Sur l’abolitionnisme

« Soyons clairs : il n’était pas abolitionniste comme le prétendent certains “néo-confédérés”. Il a toujours vécu avec des esclaves (on dit “serviteurs” dans son milieu) et n’a aucun problème pour exiger d’eux de travailler (“faire leur devoir”), voire les “punir” dans certains cas. Mais il est issu d’une tradition conservatrice modérée – ironiquement comme Lincoln, avant la fondation du parti républicain – considérant l’esclavage comme un “mal moral et politique” dont la fin finirait bien par arriver mais ne devant pas être précipitée de crainte de déclencher des guerres “raciales” (Saint Domingue ou la révolte sanglante de Nat Turner en 1831 sont de puissants repoussoirs dans le Sud). »

 

« Dans une partie de la population, on se souvient encore fièrement d’un ancêtre qui s’est battu dans l’armée de Lee, dans la cavalerie de Stuart ; qui a été blessé à la bataille d’Antietam, tué à Gettysburg, ou dans la Wilderness. Le nom du général Sherman, qui a ravagé la Georgie et les Carolines, y est encore fréquemment exécré. »

Sur la mémoire de cette guerre fratricide

« Il faut comprendre qu’il s’agit là-bas d’un événement d’ampleur unique, le seul conflit sur le territoire américain à cette échelle, dépassant de loin l’ampleur de la guerre d’indépendance ou celle de 1812 : 30 millions d’habitants, 3 millions de combattants, quatre années de guerre, des régions entières ravagées, plus de 700 000 morts, dont un tiers des hommes blancs du Sud en âge de porter les armes, une économie ruinée et une organisation sociale complètement et durablement bouleversée. C’est aux États-Unis, et dans le Sud “profond” en particulier, ce qui se rapproche le plus de l’expérience européenne de la Première Guerre mondiale. »

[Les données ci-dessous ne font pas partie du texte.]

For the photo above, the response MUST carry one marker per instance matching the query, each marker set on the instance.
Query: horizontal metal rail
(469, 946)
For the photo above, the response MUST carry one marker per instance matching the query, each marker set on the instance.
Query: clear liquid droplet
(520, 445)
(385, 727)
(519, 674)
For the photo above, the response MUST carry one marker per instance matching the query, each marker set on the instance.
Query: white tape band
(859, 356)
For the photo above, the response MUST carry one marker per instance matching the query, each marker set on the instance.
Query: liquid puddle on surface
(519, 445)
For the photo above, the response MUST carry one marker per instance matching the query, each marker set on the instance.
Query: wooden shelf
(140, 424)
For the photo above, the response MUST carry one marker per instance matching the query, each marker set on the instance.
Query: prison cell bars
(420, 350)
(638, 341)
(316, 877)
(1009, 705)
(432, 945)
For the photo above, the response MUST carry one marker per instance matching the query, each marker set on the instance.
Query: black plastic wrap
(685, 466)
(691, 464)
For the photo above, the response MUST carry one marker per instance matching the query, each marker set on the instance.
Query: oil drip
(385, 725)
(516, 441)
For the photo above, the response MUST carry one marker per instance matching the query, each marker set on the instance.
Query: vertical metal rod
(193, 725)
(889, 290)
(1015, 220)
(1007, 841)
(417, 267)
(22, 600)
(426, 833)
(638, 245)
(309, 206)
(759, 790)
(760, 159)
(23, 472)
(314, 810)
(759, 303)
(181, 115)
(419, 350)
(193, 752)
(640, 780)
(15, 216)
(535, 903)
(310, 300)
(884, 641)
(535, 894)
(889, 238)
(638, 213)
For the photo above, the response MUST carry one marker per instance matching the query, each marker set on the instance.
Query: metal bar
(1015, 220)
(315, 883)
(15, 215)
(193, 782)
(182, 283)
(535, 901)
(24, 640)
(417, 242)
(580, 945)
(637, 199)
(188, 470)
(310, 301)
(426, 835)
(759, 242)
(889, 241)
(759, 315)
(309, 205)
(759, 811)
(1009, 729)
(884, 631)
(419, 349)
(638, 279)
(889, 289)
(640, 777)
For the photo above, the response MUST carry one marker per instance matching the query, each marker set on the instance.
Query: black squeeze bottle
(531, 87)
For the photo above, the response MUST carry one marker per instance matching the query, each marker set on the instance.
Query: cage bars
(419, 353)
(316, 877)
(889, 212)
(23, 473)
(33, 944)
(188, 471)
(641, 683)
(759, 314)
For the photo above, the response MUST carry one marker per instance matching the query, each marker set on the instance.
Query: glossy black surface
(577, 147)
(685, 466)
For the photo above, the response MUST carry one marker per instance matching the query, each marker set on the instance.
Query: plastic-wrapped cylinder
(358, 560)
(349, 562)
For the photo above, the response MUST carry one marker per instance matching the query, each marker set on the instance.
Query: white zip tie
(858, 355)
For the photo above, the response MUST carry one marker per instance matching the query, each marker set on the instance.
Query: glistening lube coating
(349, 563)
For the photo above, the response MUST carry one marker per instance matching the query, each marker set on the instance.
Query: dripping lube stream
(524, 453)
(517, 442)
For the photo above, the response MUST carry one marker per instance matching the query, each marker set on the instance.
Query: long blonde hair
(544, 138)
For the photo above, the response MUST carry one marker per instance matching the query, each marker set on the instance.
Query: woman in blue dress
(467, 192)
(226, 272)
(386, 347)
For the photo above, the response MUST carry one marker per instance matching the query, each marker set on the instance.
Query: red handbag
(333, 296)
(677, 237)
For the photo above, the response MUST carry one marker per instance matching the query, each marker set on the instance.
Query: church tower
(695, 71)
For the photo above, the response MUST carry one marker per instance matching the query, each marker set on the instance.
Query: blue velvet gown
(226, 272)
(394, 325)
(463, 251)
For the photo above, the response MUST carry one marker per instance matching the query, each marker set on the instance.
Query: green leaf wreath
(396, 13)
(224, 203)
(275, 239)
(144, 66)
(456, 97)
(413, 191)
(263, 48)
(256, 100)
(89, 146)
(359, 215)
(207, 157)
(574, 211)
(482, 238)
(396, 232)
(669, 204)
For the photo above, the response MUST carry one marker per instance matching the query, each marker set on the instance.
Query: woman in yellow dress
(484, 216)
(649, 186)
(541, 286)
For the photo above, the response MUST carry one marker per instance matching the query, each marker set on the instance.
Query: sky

Sur l’affranchissement des esclaves

« Beaucoup ont compris que l’institution doit et va mourir d’une façon ou d’une autre mais dans le contexte de l’époque la question est : que faire de quatre millions d’affranchis ? Au Nord, où les Noirs sont très peu nombreux (moins de 1%) et la main-d’œuvre européenne immigrée abonde, la question est largement théorique. Au Sud, où les Afro-américains représentent selon les régions alors entre le quart et plus de la moitié de la population, elle déclenche les pires craintes racistes. »

Pour Vincent Bernard, la fracture Nord/Sud aux États-Unis, même si elle semble effacée dans un pays qui est passé de 30 à 330 millions d’habitants en un siècle, montre à l’occasion de la confrontation de Charlottesville qu’elle peut resurgir. Mais dans un contexte complètement différent avec des lignes de failles obliques, principalement sociales : 60% des Américains sont pour le maintien des statues confédérées, 30% pour leur retrait, mais deux tiers des Afro-américains (14% de la population) se déclarent « offensés » par ces monuments.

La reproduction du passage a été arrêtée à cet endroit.